The mist outside isn't quite damp enough to be mizzle but I stop at an open supermarket to see if they have shoe glue (they do!) or a rain coat (they also do!) and buy both only to take the rain coat off in the first two or three kilometers because I'm now too warm.
Mostly pedal instead of walk up the mountain at least until the fog gets thick enough that, despite a relatively low volume of traffic, I don't feel safe riding. I make a last minute decision to turn when I'm nearly at the top of the mountain and at the beginning of what my read of the topo map has a 20 kilometer descent followed by the choice to cross another short but steep mountain on my way to Xianyuan [仙源] or continue downhill to Guandian where I will then have to make a decision tomorrow between a u-turn (as if) and back roads (much better).
Despite my near lack of traffic, I have gotten a few cars and a truck or two while I've been on this road in this fog and mizzle. I'm also on something that only recently changed from county road to national road so chances are pretty good that the road will continue to be the sort of upgraded thing I've been on more or less since leaving Tongzi. Even knowing that the banking will be alright, I'm just not sure that I feel comfortable doing a 20 kilometer descent in the fog on a road that might have a truck coming up at me (or wanting to pass me). Besides which, although this a turnoff into the mountainous middle of nowhere, it's got signs for a farmhouse restaurant, for an escape the summer heat resort, and this was apparently a road that was used in the Long March so it has the potential to have some interesting historic sites.
By the time I get to Guandian, I have failed to come across a single historic site interesting or otherwise. Just after the really steep part on the final descent there was something that might have been a temple but it was dark already by that point and I already had my sights set another hundred meters away to a flat spot where I could sit and eat some handfuls of puffed corn.
In fact, other than the one sign up at the top about this being a Long March road, I don't even see any signs for sites of interest.
Despite this failing, and despite being so steep and so prone to hairpin curves that I'm regularly making the decision that the safest way down is to walk, it's a gorgeous road. Probably one of the prettiest roads I've been on all trip. So pretty that, rather than hide the mountains, the wisps and wreathes of mist only serve to accentuate how incredible the visible scenery is.
I'm pretty sure I'd've ended up on the mountain after dark no matter what. However, while the amount of time I take to just stop and go "wow" certainly contributes to how late it is when I get to the final descent, the darkness isn't my reason for walking. The reason for walking is that the topo puts me at having 500 meters left to descend at the same time that the GPS says I've got 4 kilometers left to go. On a concrete road that's maybe 2.5 meters wide, that only mostly has safety barriers at the cliff edges.

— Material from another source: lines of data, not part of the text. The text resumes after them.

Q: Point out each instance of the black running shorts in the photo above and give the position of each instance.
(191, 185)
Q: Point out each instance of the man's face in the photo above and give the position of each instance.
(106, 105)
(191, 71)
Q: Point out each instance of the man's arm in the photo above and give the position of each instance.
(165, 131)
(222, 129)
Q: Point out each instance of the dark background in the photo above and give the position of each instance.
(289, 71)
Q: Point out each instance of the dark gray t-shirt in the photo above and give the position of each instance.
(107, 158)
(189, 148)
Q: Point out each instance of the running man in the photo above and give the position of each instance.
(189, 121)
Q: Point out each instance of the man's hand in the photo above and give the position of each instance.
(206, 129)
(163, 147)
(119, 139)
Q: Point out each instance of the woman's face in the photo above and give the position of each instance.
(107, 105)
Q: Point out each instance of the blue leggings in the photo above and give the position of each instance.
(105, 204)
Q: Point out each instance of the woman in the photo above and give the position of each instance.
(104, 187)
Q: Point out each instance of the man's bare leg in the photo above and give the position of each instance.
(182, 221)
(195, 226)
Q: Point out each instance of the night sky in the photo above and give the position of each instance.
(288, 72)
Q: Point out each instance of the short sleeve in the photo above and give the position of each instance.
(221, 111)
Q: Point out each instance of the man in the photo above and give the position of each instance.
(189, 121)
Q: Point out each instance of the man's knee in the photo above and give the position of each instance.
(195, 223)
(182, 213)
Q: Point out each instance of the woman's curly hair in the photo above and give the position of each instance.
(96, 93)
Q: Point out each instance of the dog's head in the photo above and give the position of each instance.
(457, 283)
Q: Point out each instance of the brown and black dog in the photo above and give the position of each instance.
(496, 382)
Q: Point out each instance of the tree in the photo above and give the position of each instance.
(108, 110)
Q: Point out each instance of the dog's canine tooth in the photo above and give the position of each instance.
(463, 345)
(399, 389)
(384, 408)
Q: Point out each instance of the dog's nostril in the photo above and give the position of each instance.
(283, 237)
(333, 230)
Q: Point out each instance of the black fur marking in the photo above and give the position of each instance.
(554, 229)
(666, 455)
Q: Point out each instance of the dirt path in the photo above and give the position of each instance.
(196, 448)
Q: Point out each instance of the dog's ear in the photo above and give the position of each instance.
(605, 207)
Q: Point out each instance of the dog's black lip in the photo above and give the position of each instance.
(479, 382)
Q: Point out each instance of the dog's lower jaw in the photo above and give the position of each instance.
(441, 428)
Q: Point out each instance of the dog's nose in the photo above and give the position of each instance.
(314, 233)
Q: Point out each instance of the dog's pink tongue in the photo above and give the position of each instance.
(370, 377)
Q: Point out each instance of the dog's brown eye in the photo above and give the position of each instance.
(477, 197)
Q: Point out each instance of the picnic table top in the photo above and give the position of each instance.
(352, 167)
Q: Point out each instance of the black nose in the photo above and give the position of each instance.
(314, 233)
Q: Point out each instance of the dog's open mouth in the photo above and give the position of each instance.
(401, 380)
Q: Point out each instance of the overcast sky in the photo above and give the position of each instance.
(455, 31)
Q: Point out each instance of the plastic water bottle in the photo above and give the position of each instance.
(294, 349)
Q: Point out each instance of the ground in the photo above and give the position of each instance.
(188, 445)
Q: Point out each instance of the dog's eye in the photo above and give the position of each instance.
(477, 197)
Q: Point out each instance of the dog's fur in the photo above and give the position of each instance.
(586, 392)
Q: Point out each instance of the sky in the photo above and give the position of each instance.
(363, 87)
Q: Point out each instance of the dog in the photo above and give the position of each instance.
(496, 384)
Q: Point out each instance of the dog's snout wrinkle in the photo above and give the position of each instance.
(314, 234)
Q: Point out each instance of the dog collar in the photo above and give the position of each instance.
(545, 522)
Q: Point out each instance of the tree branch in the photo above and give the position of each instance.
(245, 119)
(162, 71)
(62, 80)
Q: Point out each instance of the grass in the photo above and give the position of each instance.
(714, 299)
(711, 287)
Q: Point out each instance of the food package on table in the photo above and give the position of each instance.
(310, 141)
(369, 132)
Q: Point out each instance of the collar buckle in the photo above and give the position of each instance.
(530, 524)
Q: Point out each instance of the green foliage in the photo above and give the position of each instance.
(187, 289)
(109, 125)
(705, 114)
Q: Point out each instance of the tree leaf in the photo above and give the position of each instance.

Despite being terrified of the possibility of falling off the side of the mountain and therefore deciding that I'm just going to walk and walk and walk, I'm actually quite impressed by the road quality. It's not the sort of motorway that costs a million dollars a mile but these roads could not have been cheap and even if tourists are being encouraged to come here, the economic return of paving these roads and installing these crash barriers is something that's going to take quite a while to achieve.
Even before the end to my evening, I've basically decided that this is a place I want to come back and visit again. With a motor vehicle.